Teddy, who had come along on the evacuation and been given her own dinner with the Tylers’ dogs, was curled up in the small amount of floor space that wasn’t taken up by the chair or the carefully-stored stacks of old copies of National Geographic. (The office doubled as storage for anything deemed sufficiently office-y, which also included several boxes of Christmas decorations and old vegetable seed packets.) The chair was one that had been retired from the dining room set after a guest had had the wine-fueled inspiration to reenact one of the velociraptor scenes from Jurassic Park, to damaging effect.
Having gotten herself settled as comfortably as possible, Claudia opened the program and reacquainted herself with the interface. There was nothing she particularly expected to find in Neil’s browsing history, but his behavior had convinced her he was up to something, and it was Claudia’s experience that the modern person, when confronted with a question, looked for answers on the Internet. She had barely known Neil, and what she had known she hadn’t particularly liked. But, like Lori, he had been someone who had come into her life and left it violently, and Claudia had had enough of that sort of thing.

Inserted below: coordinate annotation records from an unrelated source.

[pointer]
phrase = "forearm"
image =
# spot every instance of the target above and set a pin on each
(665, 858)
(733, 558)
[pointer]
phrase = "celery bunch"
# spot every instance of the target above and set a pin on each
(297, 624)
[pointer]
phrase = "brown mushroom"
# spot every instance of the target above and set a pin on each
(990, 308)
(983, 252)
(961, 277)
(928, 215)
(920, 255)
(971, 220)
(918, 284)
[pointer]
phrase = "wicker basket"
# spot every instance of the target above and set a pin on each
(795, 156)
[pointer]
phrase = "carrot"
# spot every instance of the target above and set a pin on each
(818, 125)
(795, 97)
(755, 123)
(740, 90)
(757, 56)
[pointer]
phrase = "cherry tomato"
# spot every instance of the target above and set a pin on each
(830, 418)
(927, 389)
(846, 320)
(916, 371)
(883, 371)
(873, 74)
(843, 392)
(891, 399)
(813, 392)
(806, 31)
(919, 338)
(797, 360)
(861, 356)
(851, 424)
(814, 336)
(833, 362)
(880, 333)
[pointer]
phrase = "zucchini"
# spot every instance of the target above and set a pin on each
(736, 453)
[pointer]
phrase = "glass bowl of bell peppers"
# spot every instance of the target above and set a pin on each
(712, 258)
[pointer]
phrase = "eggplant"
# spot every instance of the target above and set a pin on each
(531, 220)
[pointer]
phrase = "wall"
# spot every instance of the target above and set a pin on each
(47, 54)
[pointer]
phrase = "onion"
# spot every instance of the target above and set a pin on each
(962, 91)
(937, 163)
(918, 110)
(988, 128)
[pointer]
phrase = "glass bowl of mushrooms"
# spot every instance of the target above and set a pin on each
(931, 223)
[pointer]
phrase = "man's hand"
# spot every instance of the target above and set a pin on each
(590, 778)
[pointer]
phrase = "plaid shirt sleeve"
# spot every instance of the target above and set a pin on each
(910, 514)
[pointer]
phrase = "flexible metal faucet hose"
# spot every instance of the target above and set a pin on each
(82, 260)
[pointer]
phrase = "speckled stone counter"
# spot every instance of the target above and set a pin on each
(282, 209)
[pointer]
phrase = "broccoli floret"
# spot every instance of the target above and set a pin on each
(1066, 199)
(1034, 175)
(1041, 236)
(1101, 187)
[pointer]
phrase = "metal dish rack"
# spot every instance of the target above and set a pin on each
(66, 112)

The software didn’t identify the users by name, but it did assign unique identifiers to their devices, and since there were only three other rooms occupied at the ranch at the moment, plus the family, it didn’t take long for Claudia to narrow it down to the likeliest candidate. Of course, there was always the chance that he was the one who had been looking at horses for sale in San Diego county, or the person who seemed to be fixated on a string of news stories about fraud at a small pharmaceutical company, or even the guest who rotated between four different social networking sites with such vigorous regularity that Claudia suspected some sort of compulsion, but she thought she would go with the one who had searched her own name in several iterations.